Guerra na Ucrânia   

  

O presidente Aleksandr Lukashenko anunciou nesta segunda-feira (10/10/22) que ordenou a mobilização de tropas junto às forças russas na fronteira com a Ucrânia em resposta a uma “clara ameaça” a Belarus vinda de Kiev e seus apoiadores ocidentais. Essa decisão indica uma potencial escalada na guerra no leste europeu. O apoio praticamente imediato da Bielorússia advém de um passado e de relações econômicas compartilhados com a Rússia: os países desenvolveram um elo de dependência entre si. Da parte do Kremlin, o país funciona como um dos últimos “tampões” ao avanço americano através da Organização do Tratado do Atlântico do Norte (OTAN) e dos interesses ocidentais representados pela União Europeia (UE), já que perdeu o apoio da maioria dos ex-integrantes do bloco soviético.
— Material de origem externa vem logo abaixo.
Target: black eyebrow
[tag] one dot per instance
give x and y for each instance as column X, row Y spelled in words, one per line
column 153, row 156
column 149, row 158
Por parte de Belarus, é uma forma de garantir sua segurança existencial frente a uma condição geográfica que não lhe dá acesso ao mar e uma posição de fronteira entre a Europa e a Rússia. Além disso, o país depende economicamente das matérias-primas russas e suas importações e exportações. Soma-se a isso um passado soviético em comum, com a figura russa de “A Grande Mãe” dos povos eslavos.